Thursday, May 26, 2011

#2

This is literally a phone conversation I had with my dad a couple of weeks ago:

**ring-ring**

Me: "What?"

D: [Hurried voice.] "I have a question."

Me: "Yes?..."

D: "I was in an accident at the gym. Some guy backed in to me as I was trying to park. I'm okay. The police are on the way, though. This guy seems really irritated..."

Me: "Okay..."

D: "Oh! Okay. So we're getting our information together. Where is my insurance card?"

Me: [I'm wearing my incredulous, 'Are you f***ing kidding me?' face.]
"...Um. I don't know. In the GLOVE BOX? Where people usually keep it?"

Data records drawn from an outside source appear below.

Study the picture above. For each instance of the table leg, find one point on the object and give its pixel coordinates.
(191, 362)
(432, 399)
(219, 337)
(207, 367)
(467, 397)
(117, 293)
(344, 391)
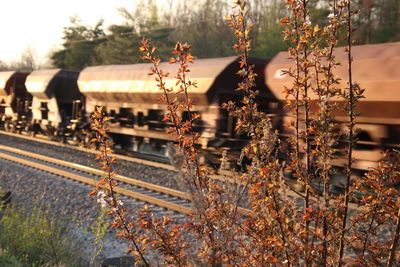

D: "OH!!! Yeah! The glove box! That's right. Okay."

Me: [dumbfounded] "Dad?"

D: "Yeah?"

Me: [Exasperated.] "THINK. Before you call me."

D: [With exuberant tone.] "But I like talking to you!"

Me: [Rolls eyes. Dead pan.] "You're ridiculous."

D: [Hurried voice.] "Okay, I gotta go!"

-click-

Me: [Stares at phone, stunned.]
---

Allow me to explain. It wasn't as if, of all things, I took his insurance card and he was calling me to ask where on this planet I decided to hide it from him. He was literally calling to ask me, "Hey...I know you're not my keeper and you've never seen it ever before, but do you of all people happen to know where in the dark abyss of my crap-store I put my insurance card?"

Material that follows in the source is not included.